# Lie algebroid

In mathematics, Lie algebroids serve the same role in the theory of Lie groupoids that Lie algebras serve in the theory of Lie groups: reducing global problems to infinitesimal ones. Just as a Lie groupoid can be thought of as a "Lie group with many objects", a Lie algebroid is like a "Lie algebra with many objects".

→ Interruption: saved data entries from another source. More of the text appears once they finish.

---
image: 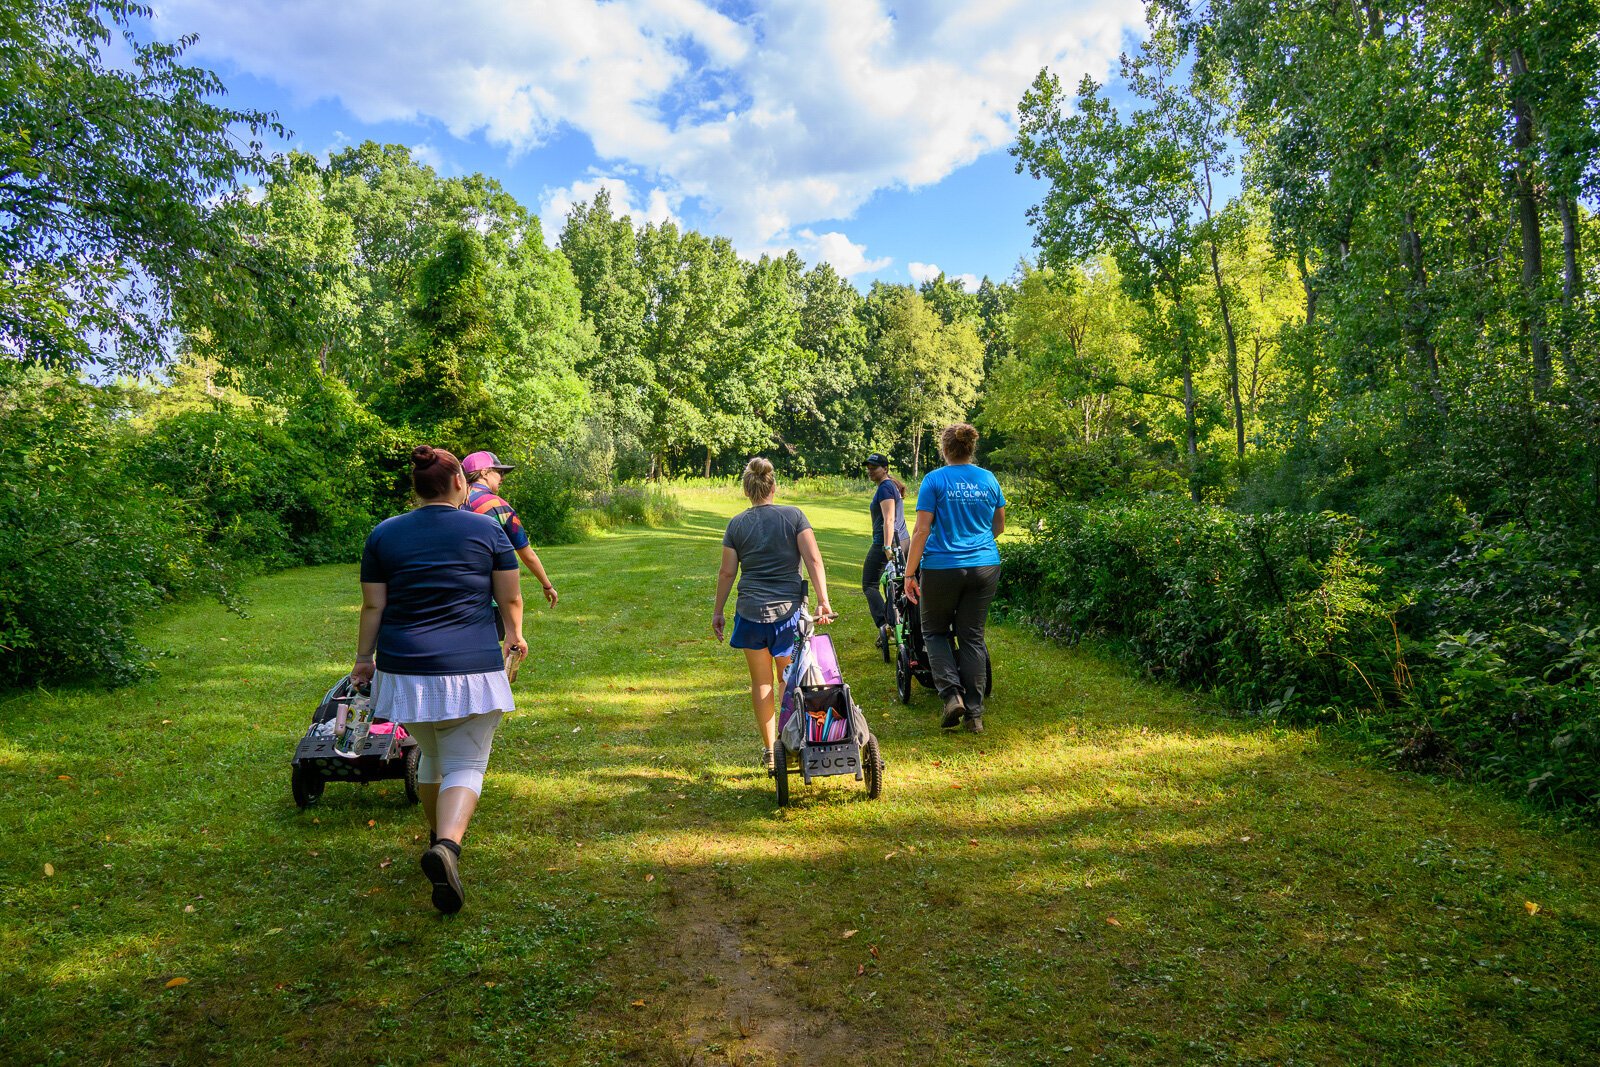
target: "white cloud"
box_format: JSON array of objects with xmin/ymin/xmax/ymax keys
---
[
  {"xmin": 409, "ymin": 142, "xmax": 449, "ymax": 173},
  {"xmin": 538, "ymin": 175, "xmax": 680, "ymax": 244},
  {"xmin": 796, "ymin": 230, "xmax": 891, "ymax": 278},
  {"xmin": 908, "ymin": 262, "xmax": 982, "ymax": 289},
  {"xmin": 156, "ymin": 0, "xmax": 1144, "ymax": 246}
]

More precisely, a Lie algebroid is a triple $(E, [\cdot,\cdot], \rho)$ consisting of a vector bundle $E$ over a manifold $M$, together with a Lie bracket $[\cdot,\cdot]$ on its module of sections $\Gamma (E)$ and a morphism of vector bundles $\rho: E\rightarrow TM$ called the anchor. Here $TM$ is the tangent bundle of $M$. The anchor and the bracket are to satisfy the Leibniz rule:

$[X,fY]=\rho(X)f\cdot Y + f[X,Y]$

where $X,Y \in \Gamma(E), f\in C^\infty(M)$ and $\rho(X)f$ is the derivative of $f$ along the vector field $\rho(X)$. It follows that

$\rho([X,Y])=[\rho(X),\rho(Y)]$

for all $X,Y \in \Gamma(E)$.

## Examples

• Every Lie algebra is a Lie algebroid over the one point manifold.
• The tangent bundle $TM$ of a manifold $M$ is a Lie algebroid for the Lie bracket of vector fields and the identity of $TM$ as an anchor.
• Every integrable subbundle of the tangent bundle — that is, one whose sections are closed under the Lie bracket — also defines a Lie algebroid.
• Every bundle of Lie algebras over a smooth manifold defines a Lie algebroid where the Lie bracket is defined pointwise and the anchor map is equal to zero.
• To every Lie groupoid is associated a Lie algebroid, generalizing how a Lie algebra is associated to a Lie group (see also below). For example, the Lie algebroid $TM$ comes from the pair groupoid whose objects are $M$, with one isomorphism between each pair of objects. Unfortunately, going back from a Lie algebroid to a Lie groupoid is not always possible,[1] but every Lie algebroid gives a stacky Lie groupoid.[2][3]
• Given the action of a Lie algebra g on a manifold M, the set of g -invariant vector fields on M is a Lie algebroid over the space of orbits of the action.
The space of sections of the Atiyah algebroid is the Lie algebra of G-invariant vector fields on P.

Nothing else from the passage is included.